Beyond the Identification of Transcribed
Sequences:
Functional and Expression Analysis
11th Annual Workshop
November 9-12, 2001
Washington D.C.
Prof. Michael Q. Zhang
Watson School of Biological Sciences
Cold Spring Harbor Laboratory
1 Bungtown Road
Cold Spring Harbor, NY 11724
telephone: 516-367-8393
fax: 516-367-8461
email: mzhang@cshl.org
prestype: Platform
presenter: Michael Q Zhang
Ramana V. Davuluri,1 Yutaka Suzuki,2 Sumio Sugano2 and Michael Q. Zhang1
1Cold Spring Harbor Laboratory; 1 Bungtown Road; PO Box: 100; Cold Spring Harbor,
New York 11724; Tel: 516-367-6956; Fax: 516-367-8461; Email: {ramana, mzhang}@cshl.org
2Department of Virology; Institute of Medical Sciences; The University of Tokyo;
4-6-1, Shirokanedai, Minato-ku; Tokyo 108-8639, Japan
A non-redundant database of 2312 full-length human 5'UTRs was carefully prepared using state of art experimental and computational technologies.

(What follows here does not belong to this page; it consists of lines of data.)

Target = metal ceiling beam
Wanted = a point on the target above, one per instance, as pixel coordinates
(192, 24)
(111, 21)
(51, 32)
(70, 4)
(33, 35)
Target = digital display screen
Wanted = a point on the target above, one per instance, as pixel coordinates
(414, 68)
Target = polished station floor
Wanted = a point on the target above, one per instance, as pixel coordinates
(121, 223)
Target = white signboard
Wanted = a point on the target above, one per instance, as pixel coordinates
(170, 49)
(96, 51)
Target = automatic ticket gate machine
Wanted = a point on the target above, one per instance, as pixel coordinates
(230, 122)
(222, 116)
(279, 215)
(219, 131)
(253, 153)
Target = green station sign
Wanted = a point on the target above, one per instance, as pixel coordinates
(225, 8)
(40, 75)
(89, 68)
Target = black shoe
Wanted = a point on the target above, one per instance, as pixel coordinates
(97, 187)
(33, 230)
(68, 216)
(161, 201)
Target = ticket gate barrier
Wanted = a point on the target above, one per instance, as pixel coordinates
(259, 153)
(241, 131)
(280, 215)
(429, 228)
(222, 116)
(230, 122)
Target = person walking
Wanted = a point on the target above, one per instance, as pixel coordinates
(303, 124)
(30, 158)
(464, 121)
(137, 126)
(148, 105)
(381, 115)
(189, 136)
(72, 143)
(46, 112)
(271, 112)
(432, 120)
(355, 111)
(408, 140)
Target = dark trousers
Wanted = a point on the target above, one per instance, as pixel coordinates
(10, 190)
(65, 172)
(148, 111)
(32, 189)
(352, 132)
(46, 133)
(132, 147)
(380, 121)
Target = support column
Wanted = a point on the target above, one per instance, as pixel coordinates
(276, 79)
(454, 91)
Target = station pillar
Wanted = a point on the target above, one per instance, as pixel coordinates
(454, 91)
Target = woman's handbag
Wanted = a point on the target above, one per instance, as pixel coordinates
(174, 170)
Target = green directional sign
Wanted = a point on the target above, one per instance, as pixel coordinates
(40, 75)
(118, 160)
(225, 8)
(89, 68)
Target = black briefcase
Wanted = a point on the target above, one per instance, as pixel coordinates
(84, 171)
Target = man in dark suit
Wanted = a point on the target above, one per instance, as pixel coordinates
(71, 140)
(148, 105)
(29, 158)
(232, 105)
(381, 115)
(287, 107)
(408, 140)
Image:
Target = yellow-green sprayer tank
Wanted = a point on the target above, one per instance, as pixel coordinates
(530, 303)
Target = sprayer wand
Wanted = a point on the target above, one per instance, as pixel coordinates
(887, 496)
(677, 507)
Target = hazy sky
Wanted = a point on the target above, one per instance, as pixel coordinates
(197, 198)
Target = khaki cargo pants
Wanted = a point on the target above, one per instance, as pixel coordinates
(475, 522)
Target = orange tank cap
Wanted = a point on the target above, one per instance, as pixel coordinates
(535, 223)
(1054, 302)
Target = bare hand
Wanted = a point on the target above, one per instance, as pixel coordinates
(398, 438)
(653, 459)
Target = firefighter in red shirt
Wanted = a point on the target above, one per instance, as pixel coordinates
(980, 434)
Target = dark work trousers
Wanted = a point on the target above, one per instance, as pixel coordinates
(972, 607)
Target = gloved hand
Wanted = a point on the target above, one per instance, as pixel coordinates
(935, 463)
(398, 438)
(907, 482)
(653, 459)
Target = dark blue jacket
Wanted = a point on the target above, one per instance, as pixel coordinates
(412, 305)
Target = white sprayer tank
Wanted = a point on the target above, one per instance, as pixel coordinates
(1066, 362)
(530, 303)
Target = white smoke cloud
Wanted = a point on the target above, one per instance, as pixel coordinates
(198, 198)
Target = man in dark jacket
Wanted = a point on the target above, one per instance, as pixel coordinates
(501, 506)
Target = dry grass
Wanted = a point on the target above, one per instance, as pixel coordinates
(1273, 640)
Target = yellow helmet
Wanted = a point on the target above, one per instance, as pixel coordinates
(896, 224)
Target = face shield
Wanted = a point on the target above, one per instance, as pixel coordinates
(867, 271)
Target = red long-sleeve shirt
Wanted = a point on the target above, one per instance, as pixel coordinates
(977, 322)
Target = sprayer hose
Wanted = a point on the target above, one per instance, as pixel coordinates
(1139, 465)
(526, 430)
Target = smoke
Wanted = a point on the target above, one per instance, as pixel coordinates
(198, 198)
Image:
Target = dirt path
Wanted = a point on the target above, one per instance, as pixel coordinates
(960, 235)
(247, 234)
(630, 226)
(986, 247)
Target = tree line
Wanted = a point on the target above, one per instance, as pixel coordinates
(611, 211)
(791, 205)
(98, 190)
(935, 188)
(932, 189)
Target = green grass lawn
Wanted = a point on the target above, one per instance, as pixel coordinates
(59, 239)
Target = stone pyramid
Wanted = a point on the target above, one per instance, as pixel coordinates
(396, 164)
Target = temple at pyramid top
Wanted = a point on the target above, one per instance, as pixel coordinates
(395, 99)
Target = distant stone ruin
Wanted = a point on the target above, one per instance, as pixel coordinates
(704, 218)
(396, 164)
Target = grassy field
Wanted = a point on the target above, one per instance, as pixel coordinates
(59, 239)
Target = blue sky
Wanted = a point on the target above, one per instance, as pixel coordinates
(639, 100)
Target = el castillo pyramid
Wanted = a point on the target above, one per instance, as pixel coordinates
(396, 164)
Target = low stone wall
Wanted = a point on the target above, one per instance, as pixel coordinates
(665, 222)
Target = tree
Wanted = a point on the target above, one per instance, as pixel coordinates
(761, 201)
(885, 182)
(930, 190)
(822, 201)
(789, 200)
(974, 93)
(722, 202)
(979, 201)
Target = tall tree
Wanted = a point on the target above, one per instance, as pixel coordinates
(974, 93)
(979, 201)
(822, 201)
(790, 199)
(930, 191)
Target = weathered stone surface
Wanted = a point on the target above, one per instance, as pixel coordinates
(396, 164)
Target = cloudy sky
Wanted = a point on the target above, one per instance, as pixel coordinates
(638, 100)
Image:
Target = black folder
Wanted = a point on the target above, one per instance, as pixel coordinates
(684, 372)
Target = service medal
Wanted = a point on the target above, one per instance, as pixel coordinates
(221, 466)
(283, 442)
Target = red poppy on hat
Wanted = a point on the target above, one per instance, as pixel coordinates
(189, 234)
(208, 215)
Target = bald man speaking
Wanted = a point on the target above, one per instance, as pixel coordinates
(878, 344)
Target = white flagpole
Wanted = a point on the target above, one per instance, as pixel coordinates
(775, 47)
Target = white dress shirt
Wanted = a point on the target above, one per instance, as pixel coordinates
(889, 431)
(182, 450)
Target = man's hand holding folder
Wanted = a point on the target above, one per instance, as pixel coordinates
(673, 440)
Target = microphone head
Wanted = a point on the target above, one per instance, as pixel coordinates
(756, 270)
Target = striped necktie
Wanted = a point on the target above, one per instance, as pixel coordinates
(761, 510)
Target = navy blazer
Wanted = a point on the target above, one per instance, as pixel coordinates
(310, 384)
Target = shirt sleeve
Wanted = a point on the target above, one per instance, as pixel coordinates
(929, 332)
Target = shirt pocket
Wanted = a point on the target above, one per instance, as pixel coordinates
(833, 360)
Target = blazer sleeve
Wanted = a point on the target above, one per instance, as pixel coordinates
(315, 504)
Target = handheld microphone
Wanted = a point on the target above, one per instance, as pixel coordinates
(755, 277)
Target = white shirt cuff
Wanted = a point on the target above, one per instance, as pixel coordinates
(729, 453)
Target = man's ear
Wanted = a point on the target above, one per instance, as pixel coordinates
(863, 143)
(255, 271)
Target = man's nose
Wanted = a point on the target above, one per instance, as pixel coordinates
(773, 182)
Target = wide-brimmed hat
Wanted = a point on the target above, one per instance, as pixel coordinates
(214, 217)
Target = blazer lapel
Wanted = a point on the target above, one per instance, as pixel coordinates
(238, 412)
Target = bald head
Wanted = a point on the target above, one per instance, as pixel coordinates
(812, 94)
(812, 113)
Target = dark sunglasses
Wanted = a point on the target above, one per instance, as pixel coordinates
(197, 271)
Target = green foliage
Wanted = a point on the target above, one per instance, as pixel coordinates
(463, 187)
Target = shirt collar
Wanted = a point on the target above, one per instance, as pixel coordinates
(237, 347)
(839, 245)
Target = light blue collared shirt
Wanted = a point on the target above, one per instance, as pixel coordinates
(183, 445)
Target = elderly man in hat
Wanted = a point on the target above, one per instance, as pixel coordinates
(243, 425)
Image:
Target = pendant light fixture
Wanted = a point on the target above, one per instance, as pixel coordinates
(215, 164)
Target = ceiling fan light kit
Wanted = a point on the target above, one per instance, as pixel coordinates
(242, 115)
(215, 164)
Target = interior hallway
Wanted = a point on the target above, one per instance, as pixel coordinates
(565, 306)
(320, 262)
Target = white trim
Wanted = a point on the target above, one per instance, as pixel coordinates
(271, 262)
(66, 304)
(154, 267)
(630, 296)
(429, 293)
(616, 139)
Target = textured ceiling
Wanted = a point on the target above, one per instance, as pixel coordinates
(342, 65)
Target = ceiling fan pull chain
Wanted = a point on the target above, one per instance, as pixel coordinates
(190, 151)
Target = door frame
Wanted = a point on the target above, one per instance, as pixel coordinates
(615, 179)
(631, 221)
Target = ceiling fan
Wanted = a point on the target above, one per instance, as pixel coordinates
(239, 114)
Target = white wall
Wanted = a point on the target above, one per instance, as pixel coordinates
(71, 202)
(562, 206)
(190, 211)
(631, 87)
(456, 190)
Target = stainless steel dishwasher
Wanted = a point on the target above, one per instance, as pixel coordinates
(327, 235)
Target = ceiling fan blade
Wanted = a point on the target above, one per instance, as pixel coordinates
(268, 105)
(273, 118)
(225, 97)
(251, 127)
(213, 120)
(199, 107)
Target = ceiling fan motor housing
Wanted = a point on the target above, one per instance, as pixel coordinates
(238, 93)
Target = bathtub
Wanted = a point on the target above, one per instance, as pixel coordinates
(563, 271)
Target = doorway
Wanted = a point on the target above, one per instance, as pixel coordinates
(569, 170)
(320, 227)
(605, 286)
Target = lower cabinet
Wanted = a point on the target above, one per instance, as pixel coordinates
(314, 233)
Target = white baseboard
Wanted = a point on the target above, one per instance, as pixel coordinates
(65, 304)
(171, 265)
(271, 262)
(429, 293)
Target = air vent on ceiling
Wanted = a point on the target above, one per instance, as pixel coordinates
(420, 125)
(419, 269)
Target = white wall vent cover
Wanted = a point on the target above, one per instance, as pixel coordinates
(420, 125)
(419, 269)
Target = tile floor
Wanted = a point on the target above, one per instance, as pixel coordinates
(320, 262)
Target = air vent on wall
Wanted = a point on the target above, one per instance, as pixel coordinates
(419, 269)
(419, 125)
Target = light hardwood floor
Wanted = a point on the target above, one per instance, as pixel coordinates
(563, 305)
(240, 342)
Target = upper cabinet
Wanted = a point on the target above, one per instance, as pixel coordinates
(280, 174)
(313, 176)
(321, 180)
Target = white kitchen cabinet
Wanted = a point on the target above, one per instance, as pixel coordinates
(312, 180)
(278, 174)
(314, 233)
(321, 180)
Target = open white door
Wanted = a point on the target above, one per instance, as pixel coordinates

A comprehensive computational analysis of this data was conducted for characterizing the 5'UTR features. Classification and Regression Tree analysis was used to classify the data into three distinct classes. Class I consists of mRNAs that are believed to be poorly translated with long 5'UTRs filled with potential inhibitory features. Class II consists of TOP mRNAs that are regulated in growth dependent manner and Class III consists of mRNAs with favorable 5'UTR features that may help efficient translation. The most accurate tree we found has 92.5% classification accuracy as estimated by cross validation. The classification model included presence of TOP (terminal oligopyrimidine tract), secondary structure, 5'UTR length and presence of upstream AUGs (uAUGs) as the most relevant variables. The present classification and characterization of the 5'UTRs provide precious information for better understanding the translational regulation of human mRNAs. Furthermore, this database and classification can help people to build better computational models for predicting the 5'terminal-exon and separating the 5'UTR from the coding region.